Public sector lender UCO Bank said on Tuesday that it would raise Rs825 crore from the market to fund its business growth and aims for a 82 per cent increase in net profit this year.
"We are looking to raise Rs325 crore through perpetual non-convertible preference shares during the second quarter and about Rs500 crore from follow-on public offer in the third quarter of this fiscal," UCO Bank Chairman and Managing Director S K Goel told a news agency.
The capital raised will help the bank to record 25 per cent loan growth for the next two year, he said.
"Hopefully, by the third quarter market should stabilise and that would provide us opportunity to raise capital from the primary market," he said.
Asked about bottomline target for the current fiscal, Goel said, the bank expects to earn a profit of Rs 750 crore this fiscal against Rs412 crore in the previous year.

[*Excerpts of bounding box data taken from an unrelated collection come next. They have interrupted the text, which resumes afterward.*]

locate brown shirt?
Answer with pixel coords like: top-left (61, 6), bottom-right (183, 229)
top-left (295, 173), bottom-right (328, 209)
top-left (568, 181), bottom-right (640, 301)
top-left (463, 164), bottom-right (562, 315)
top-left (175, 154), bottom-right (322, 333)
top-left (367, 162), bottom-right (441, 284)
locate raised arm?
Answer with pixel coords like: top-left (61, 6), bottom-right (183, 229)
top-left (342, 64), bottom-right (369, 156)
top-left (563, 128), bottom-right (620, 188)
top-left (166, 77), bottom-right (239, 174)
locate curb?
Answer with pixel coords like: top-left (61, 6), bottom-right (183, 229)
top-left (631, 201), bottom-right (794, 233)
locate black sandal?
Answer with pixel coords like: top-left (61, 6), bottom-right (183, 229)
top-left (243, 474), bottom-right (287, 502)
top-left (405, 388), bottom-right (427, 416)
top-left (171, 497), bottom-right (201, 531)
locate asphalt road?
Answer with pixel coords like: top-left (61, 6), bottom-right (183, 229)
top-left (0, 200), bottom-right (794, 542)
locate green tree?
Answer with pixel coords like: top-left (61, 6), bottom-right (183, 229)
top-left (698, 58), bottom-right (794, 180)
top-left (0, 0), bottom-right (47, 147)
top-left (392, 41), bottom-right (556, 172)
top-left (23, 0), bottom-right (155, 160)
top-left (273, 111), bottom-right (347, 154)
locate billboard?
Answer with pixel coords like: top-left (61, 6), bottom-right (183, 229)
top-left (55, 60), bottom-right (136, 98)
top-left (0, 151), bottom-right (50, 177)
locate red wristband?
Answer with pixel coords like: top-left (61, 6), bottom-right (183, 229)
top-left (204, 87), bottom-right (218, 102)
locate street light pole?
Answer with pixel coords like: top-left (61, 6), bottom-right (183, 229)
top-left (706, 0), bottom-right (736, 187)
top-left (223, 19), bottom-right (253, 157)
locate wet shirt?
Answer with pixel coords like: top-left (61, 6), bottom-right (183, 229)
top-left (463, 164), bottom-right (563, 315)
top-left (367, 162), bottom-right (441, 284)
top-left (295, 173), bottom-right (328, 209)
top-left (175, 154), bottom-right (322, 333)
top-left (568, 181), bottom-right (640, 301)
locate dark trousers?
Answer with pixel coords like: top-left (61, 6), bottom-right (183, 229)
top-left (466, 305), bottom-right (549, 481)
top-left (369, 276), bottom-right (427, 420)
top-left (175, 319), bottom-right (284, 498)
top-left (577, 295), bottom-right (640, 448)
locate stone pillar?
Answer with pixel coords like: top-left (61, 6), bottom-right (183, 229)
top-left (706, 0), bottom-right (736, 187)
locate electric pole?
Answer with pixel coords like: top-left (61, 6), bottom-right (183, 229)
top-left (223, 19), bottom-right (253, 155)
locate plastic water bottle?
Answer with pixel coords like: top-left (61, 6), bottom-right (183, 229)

The profit would increase by 82 per cent over the last fiscal.
"Despite uncertainties and high interest rate we expect to achieve profit target as things are expected to look up after the end of the second quarter," he said.
To achieve the profit target, he said the bank plans to increase its CASA (Current Account and Savings account) ratio to 35 per cent as against 27 percent at the end of March 2008.
This will bring down the cost of deposits by one per cent.
Besides, the bank plans to recover about Rs1,050 crore from the bad accounts, he said, adding, of this Rs150 crore would directly add to the profit. Speaking about treasury loss due to uncertain market conditions, Goel said, the bank would have to make provisioning of about Rs130 crore.
Treasury income has come under pressure because of uncertain market conditions, depreciation in equity and government bonds, he said.
Goel said as per the capital restructuring plan, share capital of the bank would come down to Rs500 crore from the existing Rs800 crore.
Government equity worth Rs300 crore would be converted into preference shares which would help in increasing the earning per share.
However, cabinet approval is still awaited in this regard, he said.
Post issue of preference shares and follow-on-offer, government holding in the bank would go down to 54 percent from present 75 per cent,
Capital adequacy ratio of the bank stood at 10.09 per cent for the year ended March 2008.